Language barriers are not barriers, just little hurdles, especially when English is widely spoken and someone is available and willing to help. In half an hour we had consumed numerous cups of tea, listed our problems and discussed solutions. It all became clear just how soundly we had landed on our feet. We’d run into not only a bike shop but a motorcycle club and the president of the club himself, Tolga, our translator. The guy who I guess you’d call the boss of the bike shop, Ahmet, is a complete wonder too. Not only does he clearly know motorcycles back to front and inside out but I noticed that he is incredibly attentive to detail.

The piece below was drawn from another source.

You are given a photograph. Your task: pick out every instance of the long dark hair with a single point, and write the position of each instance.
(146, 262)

The motorcycle club is small and strong – this is why they have the bonsai as their symbol. On Sunday we joined them for their Sunday ride out that turned out to be 250 km on mountain roads. Some of the roads were only wide enough for a single car, cut into cliffs with cliffs to the side and the other side cliffs going downwards forever… And slippery pine needles too. This was after Tolga told me how some friends of his had had an accident that catapulted his friend off the edge of one off these cliffs. The guy survived but sustained pretty horrendous injuries. On this same ride out, some of the guys arrived at the scene of an accident where a car had gone straight off the edge of the mountain and was perched nose first on a gradient of over 45 degrees steep. They found the driver and kept her alive until the ambulance arrived. Thanks to these guys going out of their way to assist at the accident, the woman is now fine. I’m not sure why but the night before I’d been reading about motorcycle accidents on the internet. The fact is that we are vulnerable. A motorbike accident is 10 times more likely to be fatal. All this reminded me how important it is to be careful, keep the bike in good shape and respect my own limitations. In any case, it helped not having luggage as I managed to handle the bike just fine. I don’t think I could have coped with the humiliation of having had to ask someone to help me and lord forbid, have someone ride my bike for me. The only time I felt I could be a girl is when I asked Ahmet to help move my bike when close to the cliff edge in gravel, I think that is fair, being a girl and all.
Bike Shop
We have been here for four days now and have managed to sort out our tyres, my fuel problem, replacing Paul’s break pads, hopefully the GPS connection and found the engine number. There has been a lot of hanging about at the bike shop but it’s been tremendously enjoyable. There seems to be a constant stream of people dropping in to look at bikes, have a chat and cup of tea and get various jobs sorted out. Waiting has never been so much fun.

It is tough having to leave because I’d love to stay but reluctantly I remind myself of Lueder’s very sound counsel: that guests are like fish, after three days they begin to smell. So it’s back on the road for little gippo me.